UK – The Cadogan Hall in prestigious Chelsea, south west London, home to the world renowned Royal Philharmonic Orchestra, has taken delivery of a Renkus-Heinz Iconyx digitally steerable array loudspeaker system for its popular crush bar where up to 500 concert-goers enjoy their interval drinks. Formerly a church, Cadogan Hall was transformed into a modern concert venue in June 2004 and boasts an airy 900-seat auditorium with excellent acoustics and unimpeded sightlines.
One area that was due for an upgrade was the hall’s crush bar, an approximately square, low-ceilinged and highly reflective room where the buzz of the interval drinks crowd made voice announcements calling people back to their seats inaudible in many areas. The room is also let out for other functions such as book launches, where again the requirement is largely for speech reinforcement.
Acoustic consultants and system engineers COMS had originally been called in three years ago by the venue’s lead audio/visual contractor, Futurist Projects of Wakefield, to provide engineering support for an AMX control and video system. Since then, says COMS director Richard Northwood, the hall has developed its repertoire from purely orchestral use to hosting a wide variety of events including BBC Proms and dance events, and has expanded its main auditorium’s technical facilities with extra trussing and line arrays.

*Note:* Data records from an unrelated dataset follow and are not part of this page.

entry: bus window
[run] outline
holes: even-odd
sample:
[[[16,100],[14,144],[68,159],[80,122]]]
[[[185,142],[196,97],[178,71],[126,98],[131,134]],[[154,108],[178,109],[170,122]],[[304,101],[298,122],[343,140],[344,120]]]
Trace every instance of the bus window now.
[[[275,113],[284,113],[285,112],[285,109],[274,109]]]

“They wanted more from a paging system than the existing voice alarm system alone could give them,” explains Northwood, “so we were given the challenge of designing a paging system using either the cable that was already installed or only minimal extras. It's a listed building so the client didn’t want us to start drilling holes or disturbing Victorian woodwork.
Their particular demands concerned the crush bar which gets very packed and quite noisy during the intervals and is quite a reverberant space. The architectural restrictions also meant that a distributed ceiling array – which at first sight seems an obvious solution – was out of the question because of the ornate plasterwork.”
Faced with wall-mounting the additional loudspeaker system, and following EASE modeling of the room, Northwood specified four Renkus-Heinz IC8 digitally steerable array cabinets, using the companion BeamWare software to direct the loudspeakers’ sound beams away from the ceiling and on to the audience. “They're ideally suited for a project like this,” continues Northwood, “a nice compact little box that's quite unobtrusive. We had to work from the walls, so at that point you want something that gives you as much of a fighting chance as possible, and having arrays that are steerable gave us a lot more control to play with. Each speaker effectively covers its own quadrant of the room, but the pair opposite the entrance passage are a little more centered to feed down into a corridor where the main bar is located – it’s great to have that kind of focusing precision within each cabinet.” The IC8s are fed via a Klotz Varizone system, and are complemented in backstage areas by discrete Fane NXT panels.
The clinching factor for Northwood had been an Iconyx training day in Bracknell laid on by Renkus-Heinz’s UK and Ireland distributor, Beyerdynamic UK. “It was excellent,” comments Northwood. “We had the boxes and could sit and play with them. I realized that not only was it able to give me the control I wanted, it was quite musical too. I knew that once we’d installed a new system there was a good chance the client might want to use them for musical functions as well as speech, and this will certainly do light music support, so I felt I was covering more bases there.”
Finally, he adds, “the support from Renkus-Heinz has been great, whether through beyerdynamic or Karl Brunvoll and Ralph Heinz direct; they’ve been a fun company to work with.” Among this summer’s Chelsea Festival events where audiences could enjoy the new facilities were an evening with Sir Clement Freud, former Poet Laureate Andrew Motion, Cleo Laine and John Dankworth, Chelsea Opera Group, Raymond Gubbay’s Mozart by Candlelight, the London Concert Choir’s Rodgers & Hammerstein Classics, the BBC Proms, and of course the Royal Philharmonic Orchestra itself.